Loaded Coil Dipole Antenna: Explained

A loaded coil dipole antenna is a highly practical solution when you are severely limited by physical real estate. It uses inductors (coils) inserted into the antenna legs to make a physically short wire electrically resonant at a lower frequency.

When an antenna is shorter than its natural half-wavelength, it presents a high capacitive reactance at the feedpoint, which prevents a good match to your 50-ohm coax. By adding loading coils, you introduce inductive reactance, which cancels out the capacitive reactance and brings the antenna back to resonance.

For example, if you already have a full-size 80m dipole (roughly 130 feet or 40 meters long) strung up, but you want to operate on the 160m band, your existing wire is only half the length it needs to be. Instead of trying to find room for another 130 feet of wire, you can insert loading coils into each leg of the 80m dipole to electrically lengthen it for 160m.

The Golden Rule: Coil Placement

Where you place the coils along the antenna legs drastically affects performance, efficiency, and the size of the coil required.

  • Base/Center Loading (Near the feedpoint): * Pro: Requires the smallest possible inductance (smallest physical coil).
    • Con: The center of a dipole is where the RF current is highest. Placing a lossy coil here introduces significant resistive losses and reduces your radiation efficiency and feedpoint impedance drastically.
  • Mid-Element Loading (40% to 60% from the center):
    • Pro: This is the standard “sweet spot” for homebrewers. It moves the coil away from the high-current center, allowing that portion of the wire to radiate efficiently, while keeping the coil small enough to be manageable.
  • End Loading:
    • Con: Placing a coil at the very tips of the antenna does almost nothing, as the current is near zero at the ends. If you want to load the ends, you use capacitance hats (adding capacitance) rather than coils.

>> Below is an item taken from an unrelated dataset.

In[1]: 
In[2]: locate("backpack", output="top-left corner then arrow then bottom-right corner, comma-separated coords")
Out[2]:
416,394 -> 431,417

The Trade-offs of “Short and Loaded”

Physics always exacts a toll when you shrink an antenna:

  1. Narrow Bandwidth (High Q): This is the most noticeable effect. A loaded 160m or 80m antenna will have a very sharp SWR curve. You might achieve a 1.2:1 SWR at 1.850 MHz, but find it climbs to 3:1 just 30 kHz away. You will likely need an antenna tuner to cover the whole band.
  2. Lower Radiation Resistance: As the antenna gets shorter, the radiation resistance drops. If it drops too low (e.g., 15 ohms), a significant portion of your transmitter’s power is wasted heating up the wire and the earth below it, rather than radiating into the sky.
  3. Coil Losses: Coils have inherent DC and RF resistance. When winding your own coils for a linear amplifier pushing 100W or more, use thick wire (like 12 AWG or 14 AWG) or copper tubing, and space the turns slightly to reduce distributed capacitance and heat loss.